Thursday’s action produced seven medalists (three individuals and four relays) including a single state champion.
Alamosa High School junior Samuel Bilderbeck excited fans as he was able to win the Class 3A pole vault. Bilderbeck was one of three competitors to clear 13 feet. Because neither of the three could clear 13 feet, 6 inches and was the only one to not have a missed attempt in the lower heights, he earned his first state championship.
“It’s the most surreal feeling I have ever felt, I can’t even believe it!” said an excited Bilderbeck after he found out he won. “When I cleared 13 feet on the first attempt I was thinking I may have just sealed the deal for me.”
“I know we make a deal about the rankings and where I am sitting but this week was all about having fun,” he added. “I came to have fun and because I was having fun it led to me doing so well.”
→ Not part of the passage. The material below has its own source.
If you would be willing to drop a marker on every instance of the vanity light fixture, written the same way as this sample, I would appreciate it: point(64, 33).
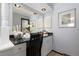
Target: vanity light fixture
point(44, 11)
point(34, 13)
point(17, 5)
The pole vault is something that Bilderbeck has worked on to excel as his father, Jeff Bilderbeck, was an assistant coach specializing in pole vault and jumps for Alamosa head coach Larry Zaragoza. Jeff was a major cog in his success because there were several hours spent after practice where they practiced.
“Everything, it means everything to have my son do it, it’s the pinnacle,” said Jeff. “It was a tough competition, he had to clear 13 feet on his first attempt, he was clean all the way through and that’s what made the difference.”
After opening up by clearing 11 feet, Bilderbeck had to check out and go run the preliminaries of the 110 hurdles. He finished the race with a personal record time of 15.61. That pumped him up go back and finish the pole vault.
“I was so excited that I ran such a fast time that it helped me vault higher,” said Samuel Bilderbeck.
This 13 foot clearance was an improvement from last year where he finished in fourth place by clearing 11 feet, 6 inches.